Совсем иначе было принято шведское посольство, приехавшее затем, чтобы подтвердить Столбовский договор. Для переговоров с ним назначены были князь Никита Иванович Одоевский, Василий Борисович Шереметев, Григорий Гаврилович Пушкин и тот же дьяк Алмаз Иванов. Уже самый вопрос о царском титуле возбудил споры; так как послы не хотели признавать новых прибавлений, то есть Великого княжества Литовского, Белой России, Подолии и Волыни. Затем бояре укоряли шведского короля за то, что он «не обославшись с царским величеством пошел на польские города войною и у царских ратных людей от Полоцка дорогу велел перенять». Затем высчитывали споры о границах и разные другие неправды со стороны шведов. Эти переговоры так же затянулись на всю зиму и сопровождались посылкой гонцов к шведскому королю и обратно. А весной они окончились разрывом и объявлением войны. Цесарское посольство, таким образом, добилось всего, о чем хлопотало, и в этом случае, по свидетельству некоторых иностранцев, ему более всех помог всесильный в то время патриарх Никон: как бывший митрополит Новгородской области, он, очевидно, сохранял неприязнь к ее соседям. В числе влиятельных чиновников, державших сторону Польши против Швеции, находился знаменитый впоследствии московский дипломат Афанасий Ордин-Нащокин, в это время стольник и воевода города Друи, лежавшего на Западной Двине, в северном углу новозавоеванного княжества Литовского. Через этот город в Курляндию проезжали тогда гонцы из Москвы в Вену к Фердинанду и обратно. Ордин-Нащокин снабжал их провожатыми и вел дружеские сношения с Яковом, герцогом Курляндским. В своих отписках государю он явно склоняется в сторону поляков, выставляет шляхту соседних поветов преданной царю и не пропускает случая извещать о грабительствах и обидах населению (т. е. уже царским подданным), причиняемых шведскими войсками, занимавшими часть северных литовских областей. Он передает всякие доходившие до него слухи о политических событиях и планах, между прочим, польские толки об избрании преемника Яну Казимиру, о намерении шведского короля соединиться с поляками против московского царя и тому подобное. Нащокин, как псковский дворянин, подобно Никону, питал явное нерасположение к соседям своего края, то есть к шведам.

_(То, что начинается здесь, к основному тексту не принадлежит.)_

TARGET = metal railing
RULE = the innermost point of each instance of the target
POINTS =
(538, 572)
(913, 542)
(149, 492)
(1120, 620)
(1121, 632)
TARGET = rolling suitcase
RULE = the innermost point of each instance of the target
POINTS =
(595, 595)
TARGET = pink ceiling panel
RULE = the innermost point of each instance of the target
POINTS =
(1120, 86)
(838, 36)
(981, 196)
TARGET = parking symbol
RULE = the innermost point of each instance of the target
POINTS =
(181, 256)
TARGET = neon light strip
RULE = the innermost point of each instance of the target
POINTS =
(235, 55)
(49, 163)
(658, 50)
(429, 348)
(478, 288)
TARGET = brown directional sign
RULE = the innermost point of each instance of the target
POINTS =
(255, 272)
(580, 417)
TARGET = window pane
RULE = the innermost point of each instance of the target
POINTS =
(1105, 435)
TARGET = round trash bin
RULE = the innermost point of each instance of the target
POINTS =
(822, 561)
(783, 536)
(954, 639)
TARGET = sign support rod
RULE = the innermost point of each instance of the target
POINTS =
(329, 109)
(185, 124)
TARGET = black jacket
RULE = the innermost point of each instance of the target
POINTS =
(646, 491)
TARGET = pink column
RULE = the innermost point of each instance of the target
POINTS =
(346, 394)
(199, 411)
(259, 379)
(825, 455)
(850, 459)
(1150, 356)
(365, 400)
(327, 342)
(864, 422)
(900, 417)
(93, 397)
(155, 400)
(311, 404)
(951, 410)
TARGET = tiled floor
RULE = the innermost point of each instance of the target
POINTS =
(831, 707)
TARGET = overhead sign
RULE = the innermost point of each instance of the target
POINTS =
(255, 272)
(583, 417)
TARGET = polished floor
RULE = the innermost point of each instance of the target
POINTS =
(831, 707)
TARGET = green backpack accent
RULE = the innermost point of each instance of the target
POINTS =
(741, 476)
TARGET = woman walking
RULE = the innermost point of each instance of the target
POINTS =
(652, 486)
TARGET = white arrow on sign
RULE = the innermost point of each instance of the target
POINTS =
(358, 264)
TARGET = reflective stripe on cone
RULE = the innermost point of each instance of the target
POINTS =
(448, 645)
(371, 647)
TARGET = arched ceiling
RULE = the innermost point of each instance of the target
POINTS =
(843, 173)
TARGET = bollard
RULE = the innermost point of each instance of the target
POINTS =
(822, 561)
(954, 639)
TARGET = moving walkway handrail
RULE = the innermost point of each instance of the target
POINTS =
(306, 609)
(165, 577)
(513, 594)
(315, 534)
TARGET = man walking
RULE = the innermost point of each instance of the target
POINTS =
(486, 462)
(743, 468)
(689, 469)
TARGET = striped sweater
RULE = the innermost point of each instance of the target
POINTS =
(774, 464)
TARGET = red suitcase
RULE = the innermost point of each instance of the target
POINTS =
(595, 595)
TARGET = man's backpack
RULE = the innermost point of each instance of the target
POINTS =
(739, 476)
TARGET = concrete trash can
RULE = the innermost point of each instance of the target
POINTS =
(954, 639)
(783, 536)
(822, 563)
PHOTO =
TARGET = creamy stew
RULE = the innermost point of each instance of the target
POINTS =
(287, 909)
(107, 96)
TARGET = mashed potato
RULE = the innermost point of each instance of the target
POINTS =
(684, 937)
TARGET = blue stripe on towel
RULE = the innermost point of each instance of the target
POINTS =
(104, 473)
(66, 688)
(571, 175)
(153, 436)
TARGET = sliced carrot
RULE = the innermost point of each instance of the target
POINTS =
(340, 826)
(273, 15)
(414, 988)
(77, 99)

Воспользуемся драгоценными записками Павла Алеппского, чтобы бросить взгляд на то, что происходило в эту зиму в Москве при царском дворе, кроме торжественных приемов австрийского и шведского посольств и переговоров с ними.

Государь с боярами, по обычаю, усердно посещал храмы и присутствовал при богослужении, которое совершалось Никоном с особой торжественностью, благодаря возвышенному настроению после победоносного похода, а также пребыванию в Москве антиохийского патриарха Макария, которому царь оказывал большое уважение и ласку. Никон настоял на том, чтобы и царица с боярынями присутствовала за обедней в Успенском соборе; здесь для нее было устроено особое место в виде трона и занавес, который закрывал ее и боярынь от глаз народа.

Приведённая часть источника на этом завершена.